January 2017 ICT Mentorship: Lesson 1.1 Implementing Macro Analysis 📈
Introduction
- Focus: Macro analysis, quarterly shifts, and IPTA (Interbank Price Delivery Algorithm) data ranges.
- Objective: Teach methods for understanding and forecasting market movements using non-random aspects of price delivery.
- Application: Primarily for Forex, but principles apply universally.
Market Efficiency
- Markets are believed to be non-random and controlled by algorithms at the Central Bank level.
- Precise Forecasts: If markets were random, precise forecasts wouldn't be possible.
- Controlled Markets: Ability to call specific price levels argues against market randomness.
Quarterly Market Shifts
- Key Concept: Markets have structural shifts every three to four months.
- Indicator: Shift generates new interest and changes in market direction.
- Application: Assessing price on monthly, weekly, and daily time frames helps anticipate intermediate swings.
Anchoring Market Structure
- Focus: Monthly, weekly, and daily charts to capture market structure and changes.
- Example: Market may change direction leading to consolidations or retracements.
Smart Money Concepts
- Accumulation for Buy Programs: Expect series of up days forming higher highs (liquidity focus).
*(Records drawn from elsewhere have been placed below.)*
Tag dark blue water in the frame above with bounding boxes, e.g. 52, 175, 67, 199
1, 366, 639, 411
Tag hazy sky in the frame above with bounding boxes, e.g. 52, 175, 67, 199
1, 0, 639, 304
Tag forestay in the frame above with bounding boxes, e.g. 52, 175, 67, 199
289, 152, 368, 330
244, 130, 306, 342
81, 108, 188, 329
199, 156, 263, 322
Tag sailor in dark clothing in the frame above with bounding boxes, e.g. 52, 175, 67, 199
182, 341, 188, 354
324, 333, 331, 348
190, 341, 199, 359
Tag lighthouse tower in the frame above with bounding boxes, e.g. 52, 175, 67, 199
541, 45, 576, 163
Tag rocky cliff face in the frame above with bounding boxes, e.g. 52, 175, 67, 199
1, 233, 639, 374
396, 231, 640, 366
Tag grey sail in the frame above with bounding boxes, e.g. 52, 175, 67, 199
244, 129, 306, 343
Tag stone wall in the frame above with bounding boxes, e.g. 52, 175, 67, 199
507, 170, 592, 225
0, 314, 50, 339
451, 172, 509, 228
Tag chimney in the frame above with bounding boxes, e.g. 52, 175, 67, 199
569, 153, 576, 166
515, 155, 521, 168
- Distribution for Sell Programs: Expect series of down days forming lower lows (liquidity focus).
- Benchmark vs. Underlying: Analysis of price action between a reference benchmark (e.g., Dollar Index) and the asset being traded.
IPTA Data Ranges
- 60, 40, and 20 Trading Days: Look back these intervals to identify institutional order flow and price levels.
- Indicator: Highlight significant highs/lows for trend analysis.
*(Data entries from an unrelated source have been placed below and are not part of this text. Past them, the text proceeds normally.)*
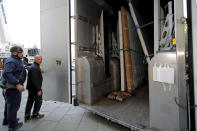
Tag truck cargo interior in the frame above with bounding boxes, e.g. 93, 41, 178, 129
41, 0, 188, 130
74, 0, 172, 130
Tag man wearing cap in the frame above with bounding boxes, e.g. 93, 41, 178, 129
1, 46, 26, 131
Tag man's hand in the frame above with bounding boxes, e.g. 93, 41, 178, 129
16, 84, 25, 92
37, 90, 42, 96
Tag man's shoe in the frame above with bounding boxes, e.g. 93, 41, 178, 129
2, 118, 19, 126
8, 122, 23, 131
31, 114, 44, 120
24, 114, 31, 122
2, 119, 8, 125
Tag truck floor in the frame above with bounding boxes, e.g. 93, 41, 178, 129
80, 84, 149, 130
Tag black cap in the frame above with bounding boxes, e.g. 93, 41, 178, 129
17, 46, 23, 53
10, 46, 19, 53
10, 46, 23, 53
- Application: Provides a framework to project future price movements and shifts.
Example Analysis
- December 1, 2015 to March 1, 2016: Analyzing Dollar Index showed liquidity shifts and bearish market structure breaks.
- Euro Dollar Correlation: Showing inverse relationship relative to dollar movements.
Cast Forward
- Projection: Anticipate market shifts within the next 20, 40, or 60 trading days.
- Example: Dollar Index vs. Euro Dollar shifts analyzed to predict trends.
Summary
- Quarterly Analysis: Helps frame and understand market movements within three-month intervals.
- Calibration: Use prior month's monthly data as a reference point for analysis.
- Practical Application: Combine this analysis with other tools and conditions taught throughout the mentorship.
Homework
- Chart Analysis: Implement and practice the quarterly shift analysis on personal charts.
- Identify Trends: Recognize and calibrate market shifts based on IPTA data ranges.
This lesson provides a foundation for understanding and leveraging quarterly market shifts and IPTA data ranges for better trading decisions. More detailed tools and methodologies will be covered in future sessions.